/RobustRAQN

Robust request and data quality negotiater for robust matched-filter detection of seismic events

Primary LanguagePython

RobustRAQN

Robust Request And data Quality Negotiater. This package detects seismic events through template matching using EQcorrscan, but at the same time takes care of a wide range of challenges due to data quality issues, metadata errors, noise, legacy data, and specific seismic network setups. RobustRAQN can handle data from a distributed seismic network and one or more seismic arrays to achieve the most sensitive detections of seismic events.

RobustRaqn is still in its Alpha state, so the documentation, tests, tutorials, and API are still under development. You're welcome to try it out and don't hesitate to let me know if you need help with setting up a detection problem.

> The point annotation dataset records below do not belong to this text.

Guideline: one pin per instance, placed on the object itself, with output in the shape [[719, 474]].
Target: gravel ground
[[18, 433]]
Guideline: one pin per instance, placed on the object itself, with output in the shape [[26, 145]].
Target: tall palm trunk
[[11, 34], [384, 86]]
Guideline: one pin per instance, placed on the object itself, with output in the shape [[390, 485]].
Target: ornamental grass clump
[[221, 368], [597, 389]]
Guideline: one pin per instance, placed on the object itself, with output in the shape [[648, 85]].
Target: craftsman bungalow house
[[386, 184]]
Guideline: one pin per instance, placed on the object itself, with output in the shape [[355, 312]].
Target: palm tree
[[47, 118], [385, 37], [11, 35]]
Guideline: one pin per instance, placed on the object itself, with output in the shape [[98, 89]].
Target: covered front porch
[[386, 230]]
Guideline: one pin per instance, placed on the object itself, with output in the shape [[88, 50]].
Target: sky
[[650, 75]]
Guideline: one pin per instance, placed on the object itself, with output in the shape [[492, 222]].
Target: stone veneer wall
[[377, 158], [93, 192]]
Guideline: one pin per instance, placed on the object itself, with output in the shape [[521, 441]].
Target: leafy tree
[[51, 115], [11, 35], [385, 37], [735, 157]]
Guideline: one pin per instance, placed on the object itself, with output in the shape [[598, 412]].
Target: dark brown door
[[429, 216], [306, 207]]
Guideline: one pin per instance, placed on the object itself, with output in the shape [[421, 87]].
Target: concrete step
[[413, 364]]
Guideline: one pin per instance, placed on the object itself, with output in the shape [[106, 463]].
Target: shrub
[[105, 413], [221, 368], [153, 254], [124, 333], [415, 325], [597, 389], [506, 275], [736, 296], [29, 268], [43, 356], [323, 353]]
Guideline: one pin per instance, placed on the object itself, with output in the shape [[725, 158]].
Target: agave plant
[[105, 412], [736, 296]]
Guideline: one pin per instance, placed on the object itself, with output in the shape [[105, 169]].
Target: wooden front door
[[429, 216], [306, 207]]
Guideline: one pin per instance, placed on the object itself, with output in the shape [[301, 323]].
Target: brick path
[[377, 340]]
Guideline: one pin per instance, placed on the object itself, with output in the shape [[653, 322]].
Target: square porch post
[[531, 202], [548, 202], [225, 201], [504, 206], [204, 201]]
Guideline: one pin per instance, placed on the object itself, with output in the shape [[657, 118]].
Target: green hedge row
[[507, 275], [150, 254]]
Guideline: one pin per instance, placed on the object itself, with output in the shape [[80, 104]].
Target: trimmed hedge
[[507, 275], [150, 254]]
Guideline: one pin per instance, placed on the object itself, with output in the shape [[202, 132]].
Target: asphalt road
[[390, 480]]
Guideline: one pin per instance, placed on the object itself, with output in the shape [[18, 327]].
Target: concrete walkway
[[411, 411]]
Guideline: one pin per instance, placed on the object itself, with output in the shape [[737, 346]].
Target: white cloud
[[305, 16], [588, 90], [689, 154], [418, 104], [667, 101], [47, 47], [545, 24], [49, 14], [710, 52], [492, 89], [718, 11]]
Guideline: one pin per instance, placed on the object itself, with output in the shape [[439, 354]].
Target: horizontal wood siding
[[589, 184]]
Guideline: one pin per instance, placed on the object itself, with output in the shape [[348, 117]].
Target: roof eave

Here is a list of some of the features:

  • performs checks of data quality based on IRIS Mustang data quality metrics (see ispaq if you'd like to compute quality metrics for your own datasets)
  • takes care of changes in the station setups (e.g., changes in instrument response) and network/station/location/channel codes
  • takes care of mismatches, e.g. for the names of network, channel and location codes between seismic data and metadata in the most sensible way
  • corrects the sampling rate of traces that differ slightly from nominal sampling rate
  • reads in data in parallel (for now, focus on mseed data from a Seiscomp Data Structure)
  • sets sensitive, adjustable thresholds to let users obtain even the smallest detections
  • sets tested, adjustable limits for detections and picked events that sort out a lot of common misdetections in template matching (e.g., minimum number of stations, sites, P- / S-picks)
  • includes all traces from a seismic array for which a pick or beam information is available into the templates, the matched-filter detection, and the lag-calc picking
  • optionally sets station-specific filters derived from noise data
  • optionally applies automatic gain control to reduce the prominence of spurious detections
  • optionally weights channels according to RMS signal-to-noise ratio of template, and noise level during recording of template against noise level in data that is being searched
  • robustrly measures relative amplitudes and computes relative magnitudes based on the templates with effective exclusion of outliers

In addition, there is extra support for:

  • read and write input/output files for the location programs Growclust and Bayesloc
  • sample scripts to deploy a detection run on a SLURM cluster with a two-level parallelization across multiple nodes.
  • tested on a range of datasets to identify common challenges in template matching and handle many edge cases

Here is what's still missing (but planned):

  • include automatic unit testing
  • read IRIS Mustang metrics directly from SQL database or from webservice
  • support alternative cross correlation metrics like C|C|
  • support running from configuration file
  • include detection benchmark sets

INSTALL:

In a conda environment:

  • git clone https://github.com/flixha/RobustRAQN
  • cd RobustRAQN
  • conda install --file requirements.txt
  • (you may have to install wcmatch through pip)
  • python setup.py develop

Some functionality may require EQcorrscan's master branch, and some considerable speedups (e.g., for response correction) are not yet merged into obspy's master branch.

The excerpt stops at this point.